The indicators in the Australian Urban Observatory have been measured for dwellings in urban areas of each city. Urban areas have been defined based on the urban classification used by the Australian Bureau of Statistics (ABS). The boundaries for each city are based on the ABS Greater Capital City Statistic Area or Significant Urban Area boundaries, found in the Australian Statistical Geography Standard specification for the census year corresponding to the time point selected. Within these city boundaries, we only represent areas which contain dwellings (evaluated using Mesh Block dwelling counts), and any areas where people do not live, such as parklands, industrial estates and commercial and industrial areas are excluded (through exclusion of Mesh Blocks located in Statistical Area 1 regions not included in the Socio-Economic Indexes for Areas ratings, which exclude areas with low population counts).  

Will new liveability indicators be included in the future?

Additional liveability indicators will be included as the Observatory develops and increases in capacity with new indicator releases and the inclusion of additional time-series data for each indicator. All registered members and Funding Partners of the Observatory will be kept informed via social media updates and newsletters.

What about liveability in smaller regional centres and towns?

The Australian Urban Observatory currently provides liveability indicators for the 21 largest cities of Australia. However, additional research supported by the Clean Air and Urban Landscapes Hub supported by the National Environmental Science Program has been investigating similarities and differences in regional liveability since 2017 using customised liveability assessments for areas. For further information on customised regional or metropolitan liveability assessments please contact info@auo.org.au.

Who are the partners of the Australian Urban Observatory?

  • National Health and Medical Research Council (NHMRC) supported Centre of Excellence in Healthy, Liveable Communities

  • Clean Air and Urban Landscapes (CAUL) Hub of the National Environmental Science Program

  • NHMRC funded initiative of The Australian Prevention Partnership Centre (TAPPC) including partners of Victorian Health Promotion Foundation (VicHealth) and SA Health

  • Australian Urban Research Infrastructure Network (AURIN)

How to cite usage of the Australian Urban Observatory

Australian Urban Observatory, RMIT University, viewed <dd/mm/yyyy>, auo.org.au. DOI: 10.25956/5dcb85fa3bdfc.

DOI reference: 10.25956/5dcb85fa3bdfc

Membership levels of the Australian Urban Observatory

  • LGA Funding Partner

  • State Funding Partner

  • National Funding Partner

For more details go to the Become a partner page.

What are the Sustainable Development Goals and why are they important to our liveability indicators?

The Sustainable Development Goals (SDGs), also known as the Global Goals, were adopted by all United Nations Member States by General Assembly resolution A/RES/70/1 in September 2015. The aim of this resolution is a universal call to action to end poverty, protect the planet, and ensure that all people enjoy peace and prosperity by 2030 while ensuring that no one is left behind.

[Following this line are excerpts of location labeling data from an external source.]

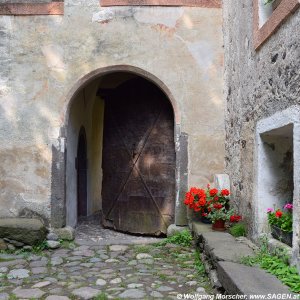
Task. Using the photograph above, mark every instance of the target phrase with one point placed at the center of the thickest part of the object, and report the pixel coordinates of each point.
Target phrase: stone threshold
(222, 253)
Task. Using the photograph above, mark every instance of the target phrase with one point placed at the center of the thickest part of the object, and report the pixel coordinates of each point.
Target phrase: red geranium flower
(218, 205)
(235, 218)
(213, 192)
(225, 192)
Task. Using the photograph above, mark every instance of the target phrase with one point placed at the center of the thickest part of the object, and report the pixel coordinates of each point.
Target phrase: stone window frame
(28, 9)
(277, 18)
(190, 3)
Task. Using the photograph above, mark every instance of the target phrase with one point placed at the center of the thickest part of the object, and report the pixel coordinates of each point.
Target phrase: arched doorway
(138, 159)
(85, 108)
(81, 167)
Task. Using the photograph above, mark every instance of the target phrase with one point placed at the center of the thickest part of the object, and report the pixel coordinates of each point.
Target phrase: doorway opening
(124, 166)
(81, 167)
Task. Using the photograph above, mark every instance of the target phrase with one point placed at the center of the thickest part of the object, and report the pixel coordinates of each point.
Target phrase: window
(268, 18)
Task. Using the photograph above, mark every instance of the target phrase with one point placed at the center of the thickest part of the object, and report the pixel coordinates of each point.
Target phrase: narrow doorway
(81, 166)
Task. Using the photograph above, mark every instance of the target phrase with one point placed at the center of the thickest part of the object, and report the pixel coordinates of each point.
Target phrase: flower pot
(283, 236)
(205, 220)
(219, 225)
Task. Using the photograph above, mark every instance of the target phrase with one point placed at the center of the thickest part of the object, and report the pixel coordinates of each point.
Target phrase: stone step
(223, 252)
(240, 279)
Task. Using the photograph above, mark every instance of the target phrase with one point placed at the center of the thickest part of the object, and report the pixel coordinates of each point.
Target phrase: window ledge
(193, 3)
(26, 9)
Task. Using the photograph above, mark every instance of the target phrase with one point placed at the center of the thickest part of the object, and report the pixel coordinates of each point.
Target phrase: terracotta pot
(219, 225)
(205, 220)
(284, 237)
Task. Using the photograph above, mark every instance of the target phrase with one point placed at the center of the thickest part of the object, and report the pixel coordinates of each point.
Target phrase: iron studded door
(138, 162)
(81, 166)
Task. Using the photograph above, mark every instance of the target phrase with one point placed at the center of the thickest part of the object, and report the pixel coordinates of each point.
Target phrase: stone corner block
(25, 230)
(173, 229)
(66, 233)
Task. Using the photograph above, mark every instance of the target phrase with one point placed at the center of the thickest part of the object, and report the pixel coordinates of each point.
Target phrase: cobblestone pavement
(116, 271)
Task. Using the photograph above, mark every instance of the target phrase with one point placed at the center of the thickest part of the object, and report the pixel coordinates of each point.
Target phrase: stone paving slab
(224, 247)
(116, 271)
(244, 280)
(223, 252)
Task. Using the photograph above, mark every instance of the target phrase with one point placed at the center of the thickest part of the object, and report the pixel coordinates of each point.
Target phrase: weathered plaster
(45, 67)
(258, 84)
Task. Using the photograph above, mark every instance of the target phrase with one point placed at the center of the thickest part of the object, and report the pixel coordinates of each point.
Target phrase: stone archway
(60, 205)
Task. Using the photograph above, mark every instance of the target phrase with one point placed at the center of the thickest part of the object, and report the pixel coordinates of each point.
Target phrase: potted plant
(219, 215)
(281, 223)
(200, 200)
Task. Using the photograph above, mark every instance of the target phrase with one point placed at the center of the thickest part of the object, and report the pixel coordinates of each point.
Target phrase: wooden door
(81, 166)
(138, 162)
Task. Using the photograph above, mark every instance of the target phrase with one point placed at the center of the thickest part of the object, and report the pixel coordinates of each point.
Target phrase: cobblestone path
(114, 271)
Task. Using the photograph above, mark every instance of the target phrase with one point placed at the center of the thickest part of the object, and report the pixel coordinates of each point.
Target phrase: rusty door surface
(81, 165)
(138, 162)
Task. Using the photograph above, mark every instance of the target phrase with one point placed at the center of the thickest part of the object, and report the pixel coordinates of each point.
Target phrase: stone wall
(44, 60)
(258, 83)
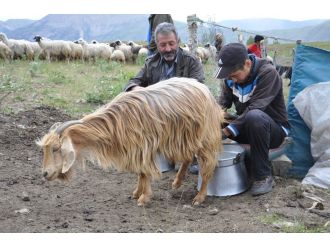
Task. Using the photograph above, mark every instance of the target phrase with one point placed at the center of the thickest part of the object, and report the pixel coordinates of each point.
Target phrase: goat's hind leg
(206, 170)
(138, 190)
(143, 190)
(179, 177)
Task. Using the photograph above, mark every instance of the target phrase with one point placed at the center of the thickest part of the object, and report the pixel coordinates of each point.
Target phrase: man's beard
(169, 56)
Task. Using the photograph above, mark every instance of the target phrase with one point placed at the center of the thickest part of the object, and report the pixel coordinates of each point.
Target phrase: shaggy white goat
(178, 118)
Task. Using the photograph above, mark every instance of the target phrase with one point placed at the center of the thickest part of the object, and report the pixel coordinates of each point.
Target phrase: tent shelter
(311, 66)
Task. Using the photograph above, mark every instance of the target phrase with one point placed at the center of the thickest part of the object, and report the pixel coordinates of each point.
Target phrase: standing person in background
(154, 20)
(169, 61)
(218, 45)
(255, 48)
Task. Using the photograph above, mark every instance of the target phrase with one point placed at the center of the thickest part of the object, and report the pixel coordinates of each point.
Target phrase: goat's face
(58, 157)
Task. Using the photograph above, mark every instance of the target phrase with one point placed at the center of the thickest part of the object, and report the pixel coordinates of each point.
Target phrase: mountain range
(107, 27)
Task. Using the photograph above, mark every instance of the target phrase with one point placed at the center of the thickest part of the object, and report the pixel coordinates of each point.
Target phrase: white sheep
(56, 49)
(203, 53)
(77, 51)
(20, 48)
(143, 52)
(5, 52)
(94, 51)
(118, 56)
(185, 47)
(135, 47)
(212, 50)
(126, 49)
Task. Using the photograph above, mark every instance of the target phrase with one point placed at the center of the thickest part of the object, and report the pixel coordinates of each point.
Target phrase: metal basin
(163, 164)
(230, 176)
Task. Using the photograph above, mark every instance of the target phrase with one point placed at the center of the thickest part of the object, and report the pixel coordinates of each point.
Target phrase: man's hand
(136, 88)
(225, 133)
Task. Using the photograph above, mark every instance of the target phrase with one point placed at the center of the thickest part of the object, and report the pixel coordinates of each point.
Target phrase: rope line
(236, 29)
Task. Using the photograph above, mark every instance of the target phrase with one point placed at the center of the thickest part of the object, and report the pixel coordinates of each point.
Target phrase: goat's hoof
(198, 200)
(143, 200)
(176, 184)
(136, 194)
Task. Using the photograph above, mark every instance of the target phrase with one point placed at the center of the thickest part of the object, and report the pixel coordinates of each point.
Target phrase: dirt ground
(100, 201)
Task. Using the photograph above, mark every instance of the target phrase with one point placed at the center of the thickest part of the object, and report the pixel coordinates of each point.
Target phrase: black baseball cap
(258, 38)
(230, 57)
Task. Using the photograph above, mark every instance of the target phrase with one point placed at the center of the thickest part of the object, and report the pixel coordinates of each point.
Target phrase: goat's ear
(68, 154)
(55, 126)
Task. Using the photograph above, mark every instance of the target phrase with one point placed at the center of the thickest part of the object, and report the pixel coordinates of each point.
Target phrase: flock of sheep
(56, 50)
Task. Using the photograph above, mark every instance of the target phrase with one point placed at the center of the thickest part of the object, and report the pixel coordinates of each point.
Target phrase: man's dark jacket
(187, 65)
(154, 20)
(262, 90)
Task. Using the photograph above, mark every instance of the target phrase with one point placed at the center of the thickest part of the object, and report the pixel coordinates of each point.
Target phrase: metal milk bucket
(163, 163)
(230, 176)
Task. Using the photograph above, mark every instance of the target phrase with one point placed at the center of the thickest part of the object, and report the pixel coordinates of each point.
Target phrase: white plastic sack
(313, 105)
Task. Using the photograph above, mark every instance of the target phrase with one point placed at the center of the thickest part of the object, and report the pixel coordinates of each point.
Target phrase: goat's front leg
(143, 190)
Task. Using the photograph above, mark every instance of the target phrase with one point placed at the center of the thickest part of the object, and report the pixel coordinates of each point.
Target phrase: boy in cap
(255, 48)
(255, 88)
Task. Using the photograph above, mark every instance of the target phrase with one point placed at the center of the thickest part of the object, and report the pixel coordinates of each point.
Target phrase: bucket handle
(237, 158)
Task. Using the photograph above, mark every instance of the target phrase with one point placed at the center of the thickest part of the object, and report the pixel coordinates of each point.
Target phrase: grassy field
(79, 88)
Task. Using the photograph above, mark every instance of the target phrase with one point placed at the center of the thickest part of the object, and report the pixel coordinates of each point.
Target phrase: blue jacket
(263, 90)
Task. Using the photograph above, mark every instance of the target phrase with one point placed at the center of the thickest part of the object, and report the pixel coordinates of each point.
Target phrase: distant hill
(108, 27)
(320, 32)
(269, 24)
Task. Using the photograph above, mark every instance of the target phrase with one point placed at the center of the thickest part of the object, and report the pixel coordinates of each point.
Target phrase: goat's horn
(67, 124)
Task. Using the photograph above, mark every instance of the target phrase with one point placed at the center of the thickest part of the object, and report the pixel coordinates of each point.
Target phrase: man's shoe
(263, 186)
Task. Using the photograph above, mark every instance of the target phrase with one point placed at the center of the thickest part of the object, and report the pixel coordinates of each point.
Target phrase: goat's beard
(65, 176)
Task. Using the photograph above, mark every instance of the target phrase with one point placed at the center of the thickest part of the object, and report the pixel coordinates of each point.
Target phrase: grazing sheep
(143, 52)
(178, 118)
(96, 50)
(212, 50)
(5, 52)
(76, 51)
(185, 47)
(126, 49)
(118, 56)
(20, 48)
(135, 47)
(203, 54)
(55, 49)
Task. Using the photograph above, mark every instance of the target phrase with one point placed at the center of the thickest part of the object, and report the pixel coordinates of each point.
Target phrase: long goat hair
(178, 118)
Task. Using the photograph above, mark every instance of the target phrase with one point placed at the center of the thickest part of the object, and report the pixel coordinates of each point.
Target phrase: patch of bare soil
(96, 200)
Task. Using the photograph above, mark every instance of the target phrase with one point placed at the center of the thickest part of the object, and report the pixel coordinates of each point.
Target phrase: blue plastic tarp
(311, 65)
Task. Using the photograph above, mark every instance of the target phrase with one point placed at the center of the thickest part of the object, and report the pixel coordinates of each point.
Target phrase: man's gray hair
(166, 28)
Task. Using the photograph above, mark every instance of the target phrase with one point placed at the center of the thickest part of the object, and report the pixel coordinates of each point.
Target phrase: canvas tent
(311, 66)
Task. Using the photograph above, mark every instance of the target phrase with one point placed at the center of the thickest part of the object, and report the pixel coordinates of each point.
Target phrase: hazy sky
(179, 9)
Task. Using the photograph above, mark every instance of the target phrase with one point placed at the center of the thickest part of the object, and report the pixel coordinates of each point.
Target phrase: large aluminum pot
(230, 176)
(163, 163)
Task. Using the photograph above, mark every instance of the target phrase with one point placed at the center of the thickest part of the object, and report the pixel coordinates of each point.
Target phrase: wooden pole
(192, 29)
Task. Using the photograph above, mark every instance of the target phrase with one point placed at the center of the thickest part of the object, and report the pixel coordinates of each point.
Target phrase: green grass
(294, 227)
(79, 88)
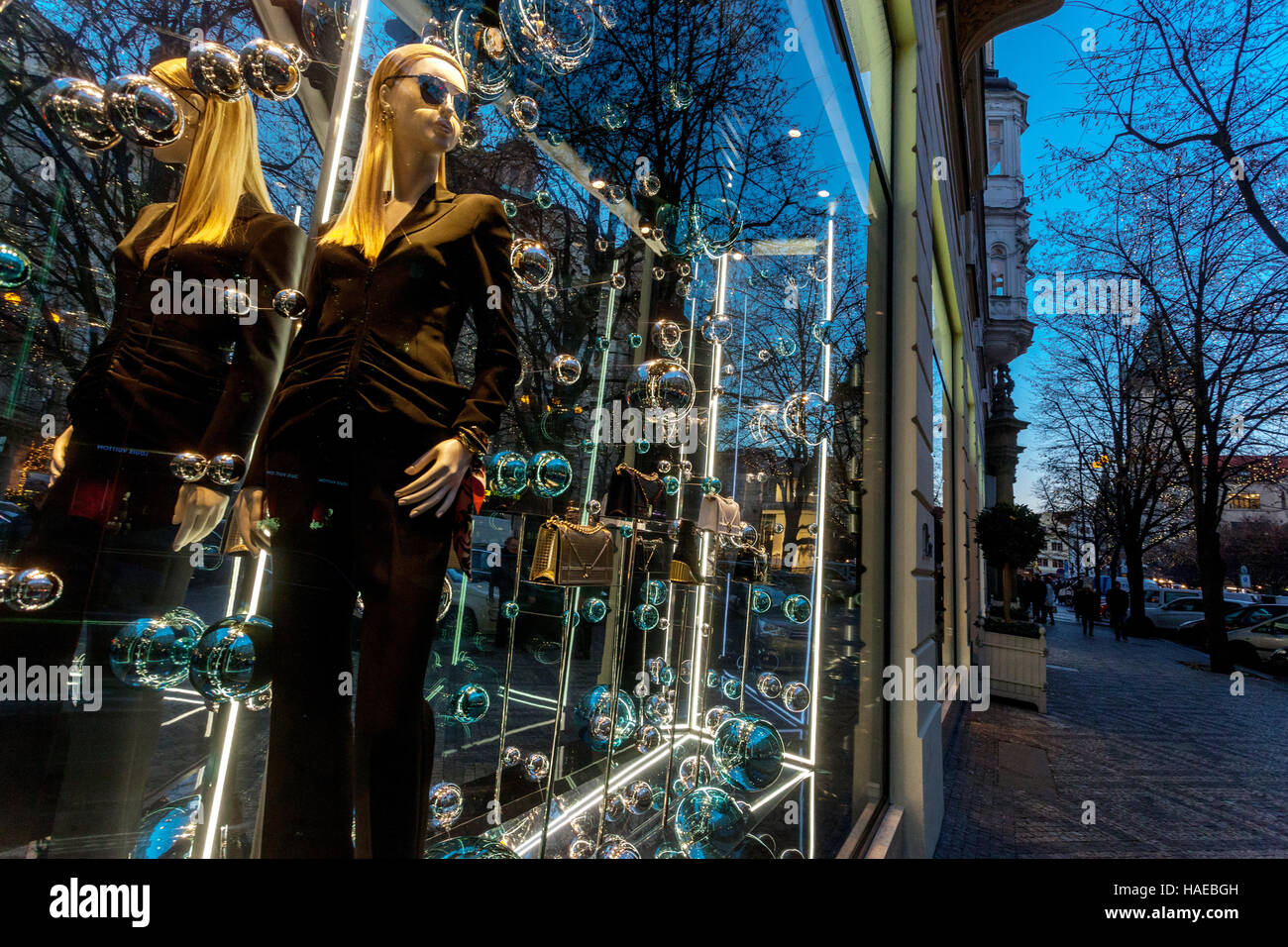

Australia is one of the 193 member states that have signed up and agreed to this 2030 agenda and liveability indicators are important measures of progress. Over time we plan to expand the Observatory to include more indicators and time-series results for our cities.

Can I print a map from the AUO?

Yes. You can print a snapshot of the Observatory map with the selected information in PDF format by using the shortcut Ctrl+P, and changing the scale to Custom at the preferred % under More settings.